Our Lord tells the parable of the Good Samaritan in response to a lawyer’s question: “what must I do to have eternal life?” Christ replies with a question: what does God command? The lawyer answers “Love God. Love your neighbor.” Our Lord nods in approval. Do this, and you will live. But as lawyers are wont to do, he has another question: “And who is my neighbor?” Jesus answers with the parable of the Good Samaritan, which dramatically shows who is my neighbor, and how to love him. Answer: Everyone is my neighbor, and I love him by meeting his basic needs with my time and money. As Mother Teresa said, “you must touch the poor; you must give until it hurts” (until you feel it). The lawyer got it right: love God and love neighbor. But it is in the doing that we often fail. Twice Our Lord tells the lawyer to “do”: “do this and you will live;” “go and do likewise.”

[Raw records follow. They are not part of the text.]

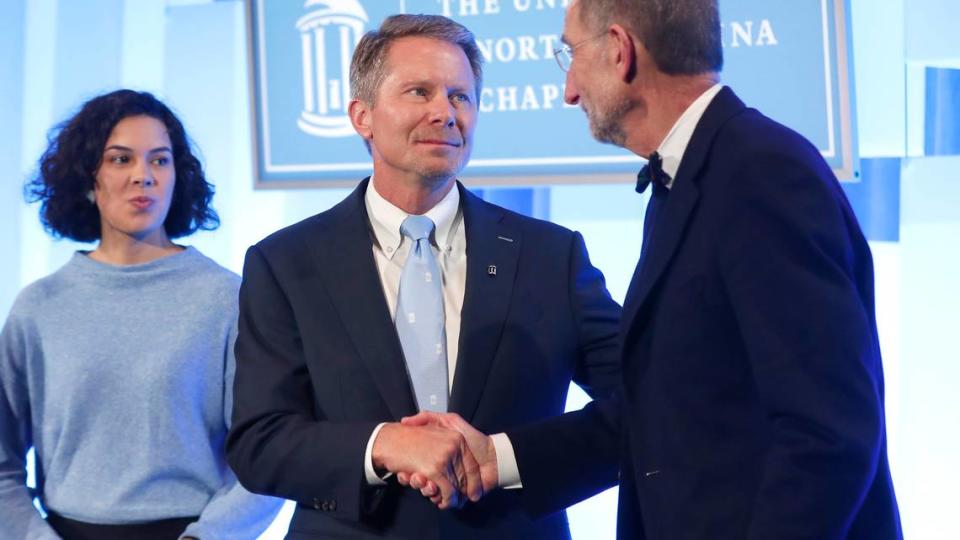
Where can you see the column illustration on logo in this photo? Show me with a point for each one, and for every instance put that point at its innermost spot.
(330, 32)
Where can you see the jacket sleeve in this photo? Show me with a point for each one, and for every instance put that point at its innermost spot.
(280, 443)
(799, 276)
(569, 458)
(18, 345)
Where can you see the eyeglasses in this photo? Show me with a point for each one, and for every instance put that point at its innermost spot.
(564, 55)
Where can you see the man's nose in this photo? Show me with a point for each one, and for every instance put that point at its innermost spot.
(571, 94)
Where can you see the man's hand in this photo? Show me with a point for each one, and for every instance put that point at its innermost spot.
(481, 446)
(434, 454)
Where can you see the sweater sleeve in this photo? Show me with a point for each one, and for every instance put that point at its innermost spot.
(18, 346)
(233, 512)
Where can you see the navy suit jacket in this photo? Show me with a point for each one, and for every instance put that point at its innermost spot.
(753, 381)
(319, 365)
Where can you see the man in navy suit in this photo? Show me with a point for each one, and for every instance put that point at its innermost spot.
(323, 375)
(753, 404)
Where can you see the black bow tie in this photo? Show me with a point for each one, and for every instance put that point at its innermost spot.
(652, 172)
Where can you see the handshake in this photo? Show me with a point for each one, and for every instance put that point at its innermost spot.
(441, 455)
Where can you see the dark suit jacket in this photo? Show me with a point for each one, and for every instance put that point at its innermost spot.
(753, 380)
(319, 365)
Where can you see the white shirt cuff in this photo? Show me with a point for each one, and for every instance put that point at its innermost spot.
(507, 471)
(368, 469)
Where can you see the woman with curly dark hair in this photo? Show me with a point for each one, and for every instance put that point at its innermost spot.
(118, 367)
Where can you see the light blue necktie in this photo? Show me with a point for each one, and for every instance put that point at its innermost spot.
(420, 318)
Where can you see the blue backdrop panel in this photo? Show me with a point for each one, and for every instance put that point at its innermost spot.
(787, 57)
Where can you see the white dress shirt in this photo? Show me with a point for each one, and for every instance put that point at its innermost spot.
(673, 146)
(449, 244)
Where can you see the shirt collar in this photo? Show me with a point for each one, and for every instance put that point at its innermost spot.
(385, 219)
(675, 143)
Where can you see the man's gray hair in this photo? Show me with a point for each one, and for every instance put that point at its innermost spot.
(682, 36)
(368, 68)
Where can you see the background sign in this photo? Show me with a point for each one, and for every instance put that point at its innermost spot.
(788, 58)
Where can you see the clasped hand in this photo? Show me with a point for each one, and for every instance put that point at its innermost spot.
(439, 454)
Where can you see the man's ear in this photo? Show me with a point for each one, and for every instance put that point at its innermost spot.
(624, 51)
(361, 118)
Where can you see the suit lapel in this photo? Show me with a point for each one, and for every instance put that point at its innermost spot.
(491, 242)
(355, 288)
(668, 233)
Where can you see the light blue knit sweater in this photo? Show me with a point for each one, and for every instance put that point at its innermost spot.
(121, 377)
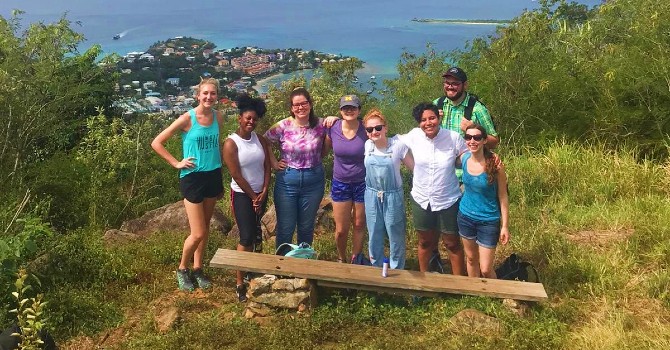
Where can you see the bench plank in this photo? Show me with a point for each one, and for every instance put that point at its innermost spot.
(328, 273)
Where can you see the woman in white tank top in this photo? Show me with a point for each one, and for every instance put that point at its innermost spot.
(245, 154)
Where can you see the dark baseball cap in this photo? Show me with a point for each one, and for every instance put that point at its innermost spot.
(456, 73)
(350, 100)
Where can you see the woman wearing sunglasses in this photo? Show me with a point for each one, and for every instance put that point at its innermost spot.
(300, 181)
(384, 199)
(483, 212)
(347, 139)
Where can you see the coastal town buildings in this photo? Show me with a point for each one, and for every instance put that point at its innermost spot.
(161, 79)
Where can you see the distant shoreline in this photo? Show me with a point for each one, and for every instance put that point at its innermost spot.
(463, 21)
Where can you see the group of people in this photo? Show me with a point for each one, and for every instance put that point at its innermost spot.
(468, 209)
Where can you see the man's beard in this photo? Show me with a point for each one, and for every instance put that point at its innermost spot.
(458, 95)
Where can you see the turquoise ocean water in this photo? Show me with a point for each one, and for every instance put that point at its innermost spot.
(376, 31)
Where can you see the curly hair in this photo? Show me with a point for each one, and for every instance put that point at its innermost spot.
(301, 91)
(245, 103)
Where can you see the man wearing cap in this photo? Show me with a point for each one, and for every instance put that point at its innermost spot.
(453, 110)
(347, 139)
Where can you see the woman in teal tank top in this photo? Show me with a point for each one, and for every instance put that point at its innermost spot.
(483, 211)
(200, 179)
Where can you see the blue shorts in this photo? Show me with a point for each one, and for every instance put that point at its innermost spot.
(344, 192)
(485, 233)
(197, 186)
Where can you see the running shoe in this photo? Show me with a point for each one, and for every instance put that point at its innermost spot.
(184, 280)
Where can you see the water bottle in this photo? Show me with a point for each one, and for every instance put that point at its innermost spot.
(385, 267)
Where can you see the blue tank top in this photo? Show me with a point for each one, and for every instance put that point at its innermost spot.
(201, 143)
(480, 200)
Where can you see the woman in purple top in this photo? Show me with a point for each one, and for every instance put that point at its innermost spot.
(347, 138)
(300, 182)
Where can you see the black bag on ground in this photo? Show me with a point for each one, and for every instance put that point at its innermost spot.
(435, 264)
(515, 268)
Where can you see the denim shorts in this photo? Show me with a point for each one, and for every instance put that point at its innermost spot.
(443, 221)
(485, 233)
(344, 192)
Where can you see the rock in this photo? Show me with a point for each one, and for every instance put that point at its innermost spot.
(283, 300)
(516, 306)
(264, 321)
(172, 217)
(471, 321)
(166, 319)
(261, 285)
(114, 235)
(234, 232)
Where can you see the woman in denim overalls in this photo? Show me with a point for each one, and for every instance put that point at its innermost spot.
(384, 199)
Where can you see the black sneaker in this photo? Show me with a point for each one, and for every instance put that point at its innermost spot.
(184, 280)
(241, 291)
(201, 280)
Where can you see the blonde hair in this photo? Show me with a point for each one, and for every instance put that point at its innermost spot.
(374, 113)
(206, 81)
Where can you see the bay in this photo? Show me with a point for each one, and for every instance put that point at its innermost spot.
(376, 31)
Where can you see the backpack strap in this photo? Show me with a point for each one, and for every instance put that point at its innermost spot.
(470, 106)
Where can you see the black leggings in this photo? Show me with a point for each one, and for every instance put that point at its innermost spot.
(248, 222)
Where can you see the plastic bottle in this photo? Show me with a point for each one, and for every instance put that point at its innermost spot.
(385, 267)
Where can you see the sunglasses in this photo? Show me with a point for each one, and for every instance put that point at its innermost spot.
(379, 127)
(477, 138)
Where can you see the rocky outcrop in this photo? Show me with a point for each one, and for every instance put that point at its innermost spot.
(470, 321)
(170, 217)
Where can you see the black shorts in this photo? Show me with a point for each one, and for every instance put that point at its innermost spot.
(197, 186)
(248, 222)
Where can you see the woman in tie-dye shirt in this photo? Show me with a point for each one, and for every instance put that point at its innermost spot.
(300, 182)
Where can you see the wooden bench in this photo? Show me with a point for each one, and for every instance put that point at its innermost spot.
(338, 275)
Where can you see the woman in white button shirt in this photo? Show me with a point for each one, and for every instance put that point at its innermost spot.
(435, 189)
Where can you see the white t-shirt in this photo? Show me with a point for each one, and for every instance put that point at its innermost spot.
(434, 180)
(398, 152)
(251, 156)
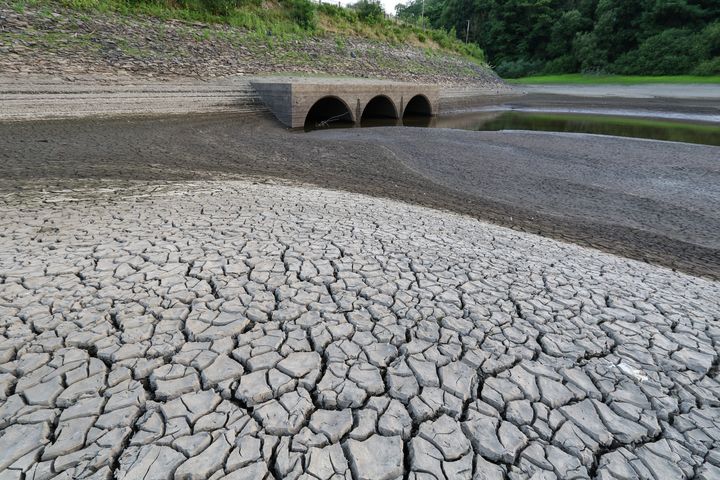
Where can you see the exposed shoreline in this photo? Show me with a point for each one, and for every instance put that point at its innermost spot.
(384, 163)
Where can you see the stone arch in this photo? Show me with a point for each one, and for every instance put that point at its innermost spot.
(380, 106)
(327, 111)
(418, 105)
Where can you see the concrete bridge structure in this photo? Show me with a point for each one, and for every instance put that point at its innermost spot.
(300, 102)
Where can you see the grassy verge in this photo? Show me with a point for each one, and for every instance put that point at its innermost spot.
(279, 19)
(579, 79)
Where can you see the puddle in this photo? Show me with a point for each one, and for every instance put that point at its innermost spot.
(669, 129)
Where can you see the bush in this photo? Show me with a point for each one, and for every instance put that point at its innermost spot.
(708, 67)
(519, 68)
(667, 53)
(335, 11)
(302, 12)
(369, 11)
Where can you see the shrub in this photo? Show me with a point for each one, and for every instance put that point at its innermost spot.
(667, 53)
(302, 12)
(518, 68)
(369, 11)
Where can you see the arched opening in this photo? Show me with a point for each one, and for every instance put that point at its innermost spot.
(417, 112)
(328, 112)
(380, 110)
(418, 105)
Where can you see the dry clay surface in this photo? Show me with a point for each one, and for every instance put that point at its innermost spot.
(237, 330)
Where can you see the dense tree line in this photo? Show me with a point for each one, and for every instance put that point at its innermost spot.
(641, 37)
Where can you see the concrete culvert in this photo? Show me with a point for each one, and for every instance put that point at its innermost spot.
(379, 107)
(328, 112)
(418, 106)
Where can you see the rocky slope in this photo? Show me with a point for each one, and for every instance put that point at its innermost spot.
(52, 39)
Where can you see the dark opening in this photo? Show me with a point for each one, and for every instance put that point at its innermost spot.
(328, 112)
(417, 112)
(418, 105)
(379, 107)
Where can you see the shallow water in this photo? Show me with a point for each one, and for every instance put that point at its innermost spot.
(668, 129)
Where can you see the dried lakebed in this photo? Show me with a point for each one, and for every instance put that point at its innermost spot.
(237, 330)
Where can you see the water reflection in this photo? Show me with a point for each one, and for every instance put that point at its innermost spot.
(676, 131)
(624, 126)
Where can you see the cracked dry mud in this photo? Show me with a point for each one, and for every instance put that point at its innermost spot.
(237, 330)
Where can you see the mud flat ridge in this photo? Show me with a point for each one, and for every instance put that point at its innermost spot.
(233, 330)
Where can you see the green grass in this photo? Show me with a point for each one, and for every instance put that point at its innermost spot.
(280, 19)
(580, 79)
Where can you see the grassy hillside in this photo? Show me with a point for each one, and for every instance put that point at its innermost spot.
(244, 37)
(285, 19)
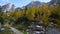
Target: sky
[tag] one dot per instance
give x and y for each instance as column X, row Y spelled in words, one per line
column 20, row 3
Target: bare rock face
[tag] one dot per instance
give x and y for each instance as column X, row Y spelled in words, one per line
column 8, row 7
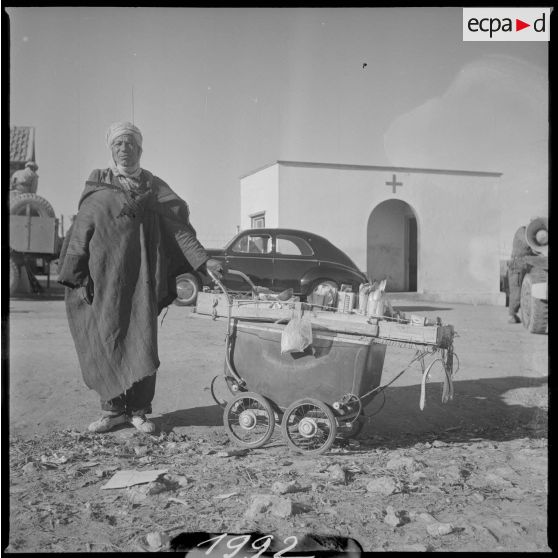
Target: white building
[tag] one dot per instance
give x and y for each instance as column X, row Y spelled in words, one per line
column 431, row 231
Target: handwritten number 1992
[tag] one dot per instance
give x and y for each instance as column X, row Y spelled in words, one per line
column 236, row 543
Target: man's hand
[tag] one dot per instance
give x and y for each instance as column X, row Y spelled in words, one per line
column 215, row 267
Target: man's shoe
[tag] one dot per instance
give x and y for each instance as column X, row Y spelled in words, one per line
column 142, row 424
column 108, row 422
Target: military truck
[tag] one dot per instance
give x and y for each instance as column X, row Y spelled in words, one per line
column 34, row 239
column 534, row 288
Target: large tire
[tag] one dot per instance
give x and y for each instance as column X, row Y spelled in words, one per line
column 38, row 207
column 534, row 312
column 14, row 277
column 187, row 289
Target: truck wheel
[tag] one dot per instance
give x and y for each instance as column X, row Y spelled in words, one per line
column 38, row 207
column 534, row 312
column 14, row 277
column 187, row 289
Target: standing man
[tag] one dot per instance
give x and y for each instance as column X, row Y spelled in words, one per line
column 130, row 239
column 517, row 267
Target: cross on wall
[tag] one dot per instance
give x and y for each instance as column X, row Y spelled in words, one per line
column 394, row 184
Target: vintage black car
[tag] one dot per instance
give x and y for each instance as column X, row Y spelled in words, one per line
column 278, row 259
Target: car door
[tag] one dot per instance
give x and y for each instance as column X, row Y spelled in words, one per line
column 293, row 257
column 252, row 254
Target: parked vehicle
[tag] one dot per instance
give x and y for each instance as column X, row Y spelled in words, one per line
column 278, row 259
column 534, row 289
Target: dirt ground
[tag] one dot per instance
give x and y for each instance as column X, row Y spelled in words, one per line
column 469, row 475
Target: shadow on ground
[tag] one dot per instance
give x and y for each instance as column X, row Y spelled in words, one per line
column 498, row 409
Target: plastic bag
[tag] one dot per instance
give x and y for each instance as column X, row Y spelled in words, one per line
column 297, row 334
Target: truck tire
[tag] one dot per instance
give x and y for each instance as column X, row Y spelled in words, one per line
column 14, row 277
column 39, row 207
column 534, row 312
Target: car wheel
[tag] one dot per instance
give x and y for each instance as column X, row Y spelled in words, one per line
column 187, row 289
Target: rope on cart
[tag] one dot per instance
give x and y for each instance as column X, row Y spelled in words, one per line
column 380, row 389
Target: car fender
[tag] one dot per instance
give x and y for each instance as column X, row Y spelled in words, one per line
column 339, row 274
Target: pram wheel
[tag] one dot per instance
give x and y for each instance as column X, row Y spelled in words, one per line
column 249, row 420
column 309, row 426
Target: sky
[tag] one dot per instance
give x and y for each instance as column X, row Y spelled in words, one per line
column 218, row 93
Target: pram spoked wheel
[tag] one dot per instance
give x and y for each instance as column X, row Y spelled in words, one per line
column 309, row 426
column 249, row 420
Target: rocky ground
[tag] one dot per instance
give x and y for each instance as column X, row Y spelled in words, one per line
column 470, row 475
column 443, row 494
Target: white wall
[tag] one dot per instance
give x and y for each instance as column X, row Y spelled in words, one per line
column 458, row 220
column 259, row 192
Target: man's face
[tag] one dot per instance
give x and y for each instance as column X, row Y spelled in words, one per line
column 125, row 151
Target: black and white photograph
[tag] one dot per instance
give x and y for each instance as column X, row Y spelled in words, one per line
column 278, row 280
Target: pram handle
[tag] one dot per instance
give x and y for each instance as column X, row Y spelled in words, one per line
column 232, row 272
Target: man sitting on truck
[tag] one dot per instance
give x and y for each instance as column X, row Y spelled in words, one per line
column 517, row 267
column 26, row 180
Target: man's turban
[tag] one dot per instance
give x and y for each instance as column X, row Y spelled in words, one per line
column 118, row 129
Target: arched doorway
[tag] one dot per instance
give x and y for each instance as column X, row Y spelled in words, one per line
column 392, row 246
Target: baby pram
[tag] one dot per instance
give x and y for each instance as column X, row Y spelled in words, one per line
column 316, row 395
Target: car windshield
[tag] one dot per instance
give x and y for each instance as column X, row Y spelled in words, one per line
column 253, row 244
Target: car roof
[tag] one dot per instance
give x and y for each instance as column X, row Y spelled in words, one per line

Loving God first, and then our neighbor for the love of God, is more than just a feeling. Is anyone not moved to compassion by images of a wounded and dying person? The news media, and the entertainment industry (which are hardly distinguishable these days), monetize our compassion. We want to know if people are suffering in Syria, or in Eritrea, or in Odessa, Texas. We want to see the suffering and feel the compassion, because compassion is a naturally good feeling. But do we do anything about it? “Which of the three was neighbor to him?” Jesus asks the Pharisee, who replies, “the one who showed him mercy”—the one who gets dirty, bloody, and sweaty to help a poor man who is dirty, bloody, and sweaty. St. Augustine says that the Samaritan represents Our Lord, and the dying traveler represents Adam. God felt compassion, as we all do, but further, he acted on that compassion. He came down from heaven and bled for us on the cross.
Myron of the stinking rags and beatific smile
Some of you may remember a homeless man who would come to our parish named Myron. He lived in a tent on 12th Avenue, and Jean and Arnold Low brought him breakfast every day for 22 years. That’s compassion! On the morning of October 27th, 2016, they brought Myron’s breakfast, but no sound came from the tent. They went to Mass and came back to find the food untouched, and his stiff body inside the tent. Myron used to attend our Masses covered in filthy dreadlocks and stinking rags. He kept to the back of the church and no one wanted to be near him for very long because of his smell. But Myron beamed the most radiant smile, and people would put up with his odor just to receive that smile. His name in Greek, Myron, means sweet oil, as in “myrrh.” “That’s what my mother named me,” he would say with a smile.
The Hebrew word for Myron is Mashiach, which was translated Christus in Greek. The Messiah Jesus Christ is the Anointed One, bearing the fragrance of healing oil to the world. Our Myron was definitely not sweet smelling, and yet his sweet smile healed us all. 700 people came to his funeral. He was certainly an outcast, one of the city’s many street people, psychologically imbalanced, thrown away and forgotten. Among the many truths contained in the parable of the Good Samaritan is that the poor anoint us. God saves us from self-absorption through his beloved poor, if we take the time to see them, to talk with them, to “touch” them. St. Vincent de Paul said that “those who love the poor in life not be sad in this life and will have nothing to fear in death.”
The poor enrich us
Of course, serving God in the poor is work. The Good Samaritan had to change his travel plans to help the beaten man. He got blood and sweat smeared on him, and perhaps even other bodily execrations, by hauling the helpless broken body of this man onto his own donkey. But there is a kind of blessing, a grace and a joy, that comes only by surrendering to a poor man’s need. God gives us the poor to slow us down, to smell the sweet scent of His presence along the road. We can’t help every broken person, but if we never stop to help another man, we remain the poorest of men.
The poor closest to us, however, are those we live and work with. There is a person in your house, or with whom you work, who annoys you. You avoid him or her, which is in many cases not unreasonable. But there are times when you should not avoid an annoying person. God wants to bless you through that person, but you need to surrender a bit of your time and attention. Smile at annoying people every time, and give them your patient attention from time to time. Mother of Jesus, help us to be patient and attentive to those who need a smile and perhaps a helping hand.